The cave, the Goddess, the smiling faces of her rescuers, all began to fade as Nereida lost consciousness.
“Glad,” was Nereida’s last human thought. “Glad…live in the sea.”
Santorini, 10 years later
Eight-year-old Kailani loved three things apart from her parents: the sea, the summer, and the wide blue sky that shone down every day, or so it seemed to her.
It was summer now. Her parents had flown with her from Hawaii, where the family lived, all the way to this Greek island in the clear green Aegean sea.
“It just seems fitting to remember her last dive ten years ago,” Marissa said to her husband Merlin. “It was such a beautiful day.
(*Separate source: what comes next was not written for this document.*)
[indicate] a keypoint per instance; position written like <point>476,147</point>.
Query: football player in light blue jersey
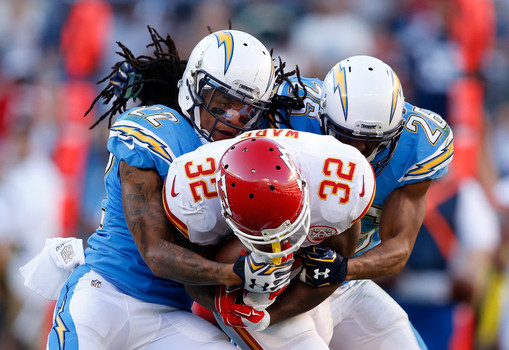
<point>129,294</point>
<point>361,103</point>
I remember telling her I’d take her out for a hamburger afterwards.”
She leaned back on her elbows on the blanket Merlin had spread on the strange black sand, watching as Kailani ran in and out of the waves. “Kailani loves the sea as much as her grandmother did.”
Merlin shifted position so he could look into her face. “Don’t dwell on it, darling, if it makes you unhappy.”
“I’m okay,” Marissa assured him. She smiled, but Merlin had turned to look at Kailani again as she raced along the shingle.
“She’s swimming now,” Merlin said. “She’s going out farther and farther, and—oh, God!”
Marissa whipped around to watch as Kailani was carried away by the waves. “No!” she screamed. “No!”
She and Merlin both raced down to the sea, where green waves edged with white foam dashed against the shingle. “I’m going in,” Marissa yelled and made as if to plunge into the water when she felt a warm hand on her cold, goose-bumped arm.
“Look,” Merlin breathed, and the barely articulated word was filled with awe.
Kailani was no longer floating helplessly on the waves but sitting astride a dolphin who swam closer and closer to the water’s edge. Then the dolphin submerged so that Kailani could slide off its back and find her footing on the shingle. Kailani, drenched but triumphant, ran up the sand to be enfolded in her parents’ embrace.
“Mommy, Daddy, the dolphin gave me a ride!”
Marissa raised her head and looked out to sea again. The dolphin was still there, watching and seeming to smile. Marissa stared, transfixed, then the dolphin, with a flick of its tail, submerged and could be seen swimming rapidly away underwater.
Merlin lifted Kailani in his arms. “Let’s go back to the hotel and get hot drinks for all of us.”
Marissa laid her hand on his arm. “You know—you know,” she said, barely able to speak between sobs, “just for a moment the expression on that dolphin’s face reminded me of—my mother!”